Un tel couple plaira indubitablement aux hommes d’âge mûr qui rêvent de retrouver leur jeunesse. Mais les jeunes filles, elles, ne s’y retrouveront pas. En tant que trentenaire, j’ai trouvé bien triste de voir, à la fin du film, une jeune fille en fleurs finir avec un homme qui a l’âge d’être son père sans avoir connu l’amour avec un jeune.

L’idée est d’autant plus navrante qu’elle montre que les créateurs du film n’ont pas vraiment compris le conte qu’ils ont tenté d’adapter.
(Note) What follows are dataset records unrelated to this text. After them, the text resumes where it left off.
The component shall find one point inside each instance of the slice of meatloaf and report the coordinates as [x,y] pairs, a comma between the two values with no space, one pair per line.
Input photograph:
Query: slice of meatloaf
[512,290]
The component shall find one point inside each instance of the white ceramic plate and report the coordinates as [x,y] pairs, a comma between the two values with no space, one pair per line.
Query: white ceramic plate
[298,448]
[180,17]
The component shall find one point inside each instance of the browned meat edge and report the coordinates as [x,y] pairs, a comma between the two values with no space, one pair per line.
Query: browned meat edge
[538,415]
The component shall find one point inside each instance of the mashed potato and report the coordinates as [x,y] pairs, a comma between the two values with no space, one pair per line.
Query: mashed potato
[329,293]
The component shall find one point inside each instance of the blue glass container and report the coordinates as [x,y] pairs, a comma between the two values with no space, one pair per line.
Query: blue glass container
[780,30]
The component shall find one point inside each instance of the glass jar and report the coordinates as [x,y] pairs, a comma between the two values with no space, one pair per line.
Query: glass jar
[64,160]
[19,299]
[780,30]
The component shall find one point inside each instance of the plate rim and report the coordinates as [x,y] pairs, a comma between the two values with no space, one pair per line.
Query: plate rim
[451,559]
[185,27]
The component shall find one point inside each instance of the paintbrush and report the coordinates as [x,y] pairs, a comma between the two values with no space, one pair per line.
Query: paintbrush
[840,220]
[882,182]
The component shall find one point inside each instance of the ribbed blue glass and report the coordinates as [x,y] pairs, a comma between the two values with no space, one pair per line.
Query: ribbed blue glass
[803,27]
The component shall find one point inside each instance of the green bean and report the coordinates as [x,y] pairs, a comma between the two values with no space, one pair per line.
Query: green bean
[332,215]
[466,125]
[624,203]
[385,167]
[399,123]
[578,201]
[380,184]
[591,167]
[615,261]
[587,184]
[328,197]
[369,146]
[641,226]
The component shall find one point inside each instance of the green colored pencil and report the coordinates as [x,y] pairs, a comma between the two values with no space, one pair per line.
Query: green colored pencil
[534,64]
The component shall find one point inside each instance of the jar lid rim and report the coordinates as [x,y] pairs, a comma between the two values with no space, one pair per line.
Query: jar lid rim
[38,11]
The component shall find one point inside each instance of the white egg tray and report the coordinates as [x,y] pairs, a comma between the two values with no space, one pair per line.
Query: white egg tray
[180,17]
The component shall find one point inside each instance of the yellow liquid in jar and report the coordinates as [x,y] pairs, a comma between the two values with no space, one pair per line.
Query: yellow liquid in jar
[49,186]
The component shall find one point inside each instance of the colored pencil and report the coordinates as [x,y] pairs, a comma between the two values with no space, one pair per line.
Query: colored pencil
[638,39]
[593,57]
La conclusion donne l’impression que Belle quitte une figure paternelle pour en trouver une autre, qu’elle fait tout ce chemin intérieur pour finalement revenir à son point de départ, sans jamais réussir à résoudre son complexe d’Électre (équivalent, ou presque, du complexe d’Œdipe pour les filles).

Bon, et si l’on y réfléchit, le parti pris de faire du glamour destiné aux personnes d’âge mûr est-il vraiment cohérent avec la présence de bestioles pour les petits ?
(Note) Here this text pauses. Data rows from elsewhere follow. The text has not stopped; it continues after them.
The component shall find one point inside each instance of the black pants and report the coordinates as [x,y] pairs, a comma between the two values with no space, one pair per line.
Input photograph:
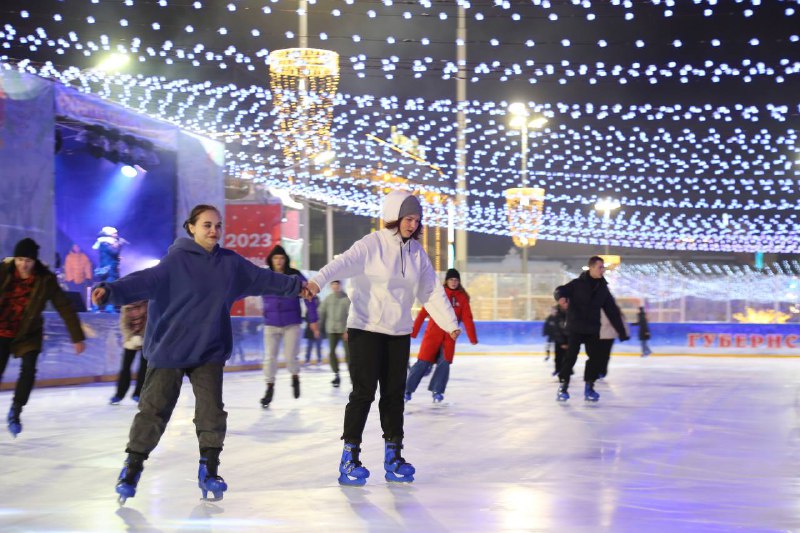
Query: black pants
[162,386]
[604,353]
[593,350]
[333,341]
[376,358]
[27,372]
[124,380]
[561,354]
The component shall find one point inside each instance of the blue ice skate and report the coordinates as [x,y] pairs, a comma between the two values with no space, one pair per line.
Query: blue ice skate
[589,393]
[14,423]
[562,395]
[351,472]
[129,478]
[208,480]
[397,469]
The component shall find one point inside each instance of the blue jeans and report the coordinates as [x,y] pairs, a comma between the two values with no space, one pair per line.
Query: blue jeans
[440,376]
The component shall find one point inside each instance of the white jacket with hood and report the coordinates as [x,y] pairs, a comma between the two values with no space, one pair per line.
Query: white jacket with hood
[387,275]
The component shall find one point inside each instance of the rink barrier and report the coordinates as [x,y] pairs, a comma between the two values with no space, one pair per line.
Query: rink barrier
[58,364]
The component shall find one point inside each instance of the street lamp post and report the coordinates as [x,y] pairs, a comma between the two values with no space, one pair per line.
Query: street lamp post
[605,206]
[521,120]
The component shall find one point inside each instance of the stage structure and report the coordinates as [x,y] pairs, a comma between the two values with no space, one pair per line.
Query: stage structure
[49,134]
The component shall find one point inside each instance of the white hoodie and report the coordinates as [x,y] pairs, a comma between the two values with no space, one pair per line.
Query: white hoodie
[387,275]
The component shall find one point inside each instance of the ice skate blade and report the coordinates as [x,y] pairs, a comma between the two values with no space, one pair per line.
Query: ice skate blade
[345,481]
[217,496]
[391,477]
[124,492]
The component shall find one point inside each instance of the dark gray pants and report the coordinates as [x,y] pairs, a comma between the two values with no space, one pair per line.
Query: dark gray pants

Si cette faute de goût est aussi irritante, c’est aussi parce qu’elle est symptomatique d’une forte tendance dans le cinéma français actuel, où il est devenu rarissime de trouver un couple situé dans la même tranche d’âge.

Bien entendu, toutes les modalités de couples sont envisageables au cinéma, comme dans la réalité, et il ne s’agit pas de stigmatiser les personnes qui tombent amoureuses d’une autre nettement plus âgée ou plus jeune qu’elles. Mais il ne faut pas se voiler la face : cette situation ne représente pas la majorité des couples. Or dans le cinéma français d’aujourd’hui, c’est devenu la norme – uniquement quand l’homme est plus âgé, il va sans dire. En témoignait, il n’y a pas si longtemps, le récent remake d’Angélique par Ariel Zeitoun, où Gérard Lanvin jouait les jeunes premiers de 63 ans face à une partenaire de 24 ans…

De qui se moque-t-on ? Jusqu’où iront les cinéastes d’aujourd’hui pour travestir les rêves des jeunes filles ? (oui, Angélique était l’une de mes héroïnes quand j’étais gamine).

Si tous les goûts sont légitimes, la négation des évolutions de la société que sont l’émancipation des femmes et la libération sexuelle des femmes n’est pas acceptables. Ces évolutions, le cinéma français semble avoir énormément de mal à les accepter, engoncé qu’il est dans le passéisme dès lors qu’il s‘agit des relations hommes/femmes. Au passage, ce triste constat montre à quel point notre cinéma est dominé par le point de vue masculin.

Alors non, le couple Cassel-Seydoux n’est pas sexy dans un conte de fées. Il est ringard et androcentrique.
Et le rêve dans tout ça ? Il s’est perdu en route.

Elodie Leroy

*J’emploie le terme female gaze en référence au male gaze théorisé par la critique britannique Laura Mulvey dans son ouvrage Visual Pleasure and Narrative Cinema (1975). Voir sur le dossiers Femmes et Blockbusters : 35 ans après Ripley, où en est-on ? publié sur StellarSisters.com.